Saturday, April 06, 2013
The New Colossus
The Los Angeles Review of Books discusses the poem at the base of the Statue of Liberty.
From the piece...
WHEN I TELL PEOPLE that I am writing my first poetry column for the Los Angeles Review of Books about the poem that is on the base of the Statue of Liberty, they often look at me quizzically, as if they only kind of know what I am talking about. They may be thinking, “Did I know there was a poem on the Statue of Liberty?” or, better yet, “Yes, I know there is a poem there, but I can’t remember how it goes or who it is by.” In order to put an end to the awkward silence that often follows, I sometimes say, “You know: ‘Give me your tired, your poor, et cetera, et cetera,’” at which point some people nod happily along and in unison with “et cetera” precisely because, if they know the poem at all, this is exactly where their knowledge of the lines ends.

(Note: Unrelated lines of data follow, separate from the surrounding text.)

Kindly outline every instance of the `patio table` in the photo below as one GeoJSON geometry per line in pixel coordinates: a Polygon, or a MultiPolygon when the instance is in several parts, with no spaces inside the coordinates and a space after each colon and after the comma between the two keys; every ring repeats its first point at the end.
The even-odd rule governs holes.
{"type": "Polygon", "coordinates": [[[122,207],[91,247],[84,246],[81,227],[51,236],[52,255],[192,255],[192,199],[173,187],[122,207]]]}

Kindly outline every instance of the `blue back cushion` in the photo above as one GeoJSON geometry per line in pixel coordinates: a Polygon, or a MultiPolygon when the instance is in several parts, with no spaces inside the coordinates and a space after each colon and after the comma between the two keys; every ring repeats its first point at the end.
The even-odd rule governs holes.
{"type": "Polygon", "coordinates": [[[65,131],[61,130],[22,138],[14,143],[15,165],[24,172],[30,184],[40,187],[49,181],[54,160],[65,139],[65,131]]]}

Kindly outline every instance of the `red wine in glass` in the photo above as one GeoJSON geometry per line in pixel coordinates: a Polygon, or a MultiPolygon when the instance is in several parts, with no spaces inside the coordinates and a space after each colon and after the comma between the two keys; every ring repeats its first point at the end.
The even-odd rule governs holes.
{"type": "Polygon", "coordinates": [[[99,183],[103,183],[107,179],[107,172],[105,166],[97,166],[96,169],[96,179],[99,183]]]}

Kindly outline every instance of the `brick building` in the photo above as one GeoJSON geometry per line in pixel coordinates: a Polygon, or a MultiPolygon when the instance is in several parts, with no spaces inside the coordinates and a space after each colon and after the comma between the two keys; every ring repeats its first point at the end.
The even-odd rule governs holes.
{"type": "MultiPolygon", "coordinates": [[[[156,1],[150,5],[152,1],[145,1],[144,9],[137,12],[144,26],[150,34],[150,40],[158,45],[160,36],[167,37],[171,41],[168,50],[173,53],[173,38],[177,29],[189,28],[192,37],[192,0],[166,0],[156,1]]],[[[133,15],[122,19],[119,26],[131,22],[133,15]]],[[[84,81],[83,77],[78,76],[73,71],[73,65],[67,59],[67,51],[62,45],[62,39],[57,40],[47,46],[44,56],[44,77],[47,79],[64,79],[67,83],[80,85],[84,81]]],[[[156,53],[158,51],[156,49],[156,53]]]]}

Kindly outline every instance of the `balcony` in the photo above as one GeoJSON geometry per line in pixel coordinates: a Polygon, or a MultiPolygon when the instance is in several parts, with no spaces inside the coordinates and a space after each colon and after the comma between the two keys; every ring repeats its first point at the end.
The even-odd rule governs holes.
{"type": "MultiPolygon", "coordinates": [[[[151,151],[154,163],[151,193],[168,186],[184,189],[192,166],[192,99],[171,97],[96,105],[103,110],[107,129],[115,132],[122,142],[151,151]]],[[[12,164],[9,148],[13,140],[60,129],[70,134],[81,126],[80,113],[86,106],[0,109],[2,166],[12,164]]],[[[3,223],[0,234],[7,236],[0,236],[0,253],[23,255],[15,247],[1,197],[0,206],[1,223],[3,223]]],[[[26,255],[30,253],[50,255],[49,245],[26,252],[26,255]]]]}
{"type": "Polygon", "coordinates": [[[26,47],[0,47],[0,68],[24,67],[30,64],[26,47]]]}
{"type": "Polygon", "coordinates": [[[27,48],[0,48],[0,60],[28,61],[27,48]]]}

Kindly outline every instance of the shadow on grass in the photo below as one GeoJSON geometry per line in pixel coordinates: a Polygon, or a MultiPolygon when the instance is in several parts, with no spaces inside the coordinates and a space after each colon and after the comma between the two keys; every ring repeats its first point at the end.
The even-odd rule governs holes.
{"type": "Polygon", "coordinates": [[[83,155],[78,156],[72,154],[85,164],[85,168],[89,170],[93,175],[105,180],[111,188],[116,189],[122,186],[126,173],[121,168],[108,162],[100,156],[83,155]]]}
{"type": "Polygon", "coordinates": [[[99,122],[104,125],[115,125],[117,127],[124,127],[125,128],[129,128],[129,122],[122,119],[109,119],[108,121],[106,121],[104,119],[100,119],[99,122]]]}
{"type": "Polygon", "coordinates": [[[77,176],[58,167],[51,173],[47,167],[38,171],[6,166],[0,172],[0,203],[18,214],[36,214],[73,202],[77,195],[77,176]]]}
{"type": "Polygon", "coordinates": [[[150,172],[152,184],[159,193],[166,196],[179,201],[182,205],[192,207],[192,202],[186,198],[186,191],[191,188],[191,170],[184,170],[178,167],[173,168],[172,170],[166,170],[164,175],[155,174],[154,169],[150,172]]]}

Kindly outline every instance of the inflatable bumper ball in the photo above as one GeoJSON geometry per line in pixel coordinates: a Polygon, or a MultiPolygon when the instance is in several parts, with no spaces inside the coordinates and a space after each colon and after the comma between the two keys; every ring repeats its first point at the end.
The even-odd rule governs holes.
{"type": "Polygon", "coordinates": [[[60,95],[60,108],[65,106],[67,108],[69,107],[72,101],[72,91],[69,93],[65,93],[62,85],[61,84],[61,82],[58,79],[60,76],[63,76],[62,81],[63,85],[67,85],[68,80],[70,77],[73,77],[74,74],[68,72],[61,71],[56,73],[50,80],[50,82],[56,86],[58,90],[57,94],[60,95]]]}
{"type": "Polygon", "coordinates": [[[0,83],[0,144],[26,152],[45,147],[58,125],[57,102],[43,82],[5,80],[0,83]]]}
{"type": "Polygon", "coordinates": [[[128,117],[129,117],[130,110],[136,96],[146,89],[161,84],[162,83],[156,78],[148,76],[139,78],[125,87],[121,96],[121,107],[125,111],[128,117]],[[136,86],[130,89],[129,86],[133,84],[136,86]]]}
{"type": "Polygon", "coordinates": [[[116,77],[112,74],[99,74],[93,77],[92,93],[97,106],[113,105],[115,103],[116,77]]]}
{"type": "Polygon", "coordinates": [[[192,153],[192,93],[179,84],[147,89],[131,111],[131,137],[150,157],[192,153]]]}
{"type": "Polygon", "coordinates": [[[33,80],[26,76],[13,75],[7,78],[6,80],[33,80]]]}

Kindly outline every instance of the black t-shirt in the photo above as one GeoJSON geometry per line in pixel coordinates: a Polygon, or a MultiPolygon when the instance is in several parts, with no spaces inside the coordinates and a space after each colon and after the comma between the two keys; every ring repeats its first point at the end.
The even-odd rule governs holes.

In fact, it turns out that almost no one knows the entire poem that adorns the statue’s pedestal, and very few people have ever heard of the poet who wrote it. In this column — the first of what I hope will be many to come, each about a single poem, often a poem that we think we know but don’t really know — I will immerse you in the stories that poems tell, stories about their own making, about the world from which they came and the world in which they continue to exist, stories about what we as readers have done with them over time. In the case of “The New Colossus” — the formally stunning, politically subversive, yet oddly forgettable poem that Emma Lazarus composed in November 1883 and that was engraved on the pedestal of the Statue of Liberty in 1903 — this story take us from ancient Greece to Hurricane Sandy, from US anti-immigrant legislation to the crimes committed against Russian Jews at the end of the 19th century, from the challenges faced by a woman poet who wrote for a very public audience to the other, silent monument that displays these lines.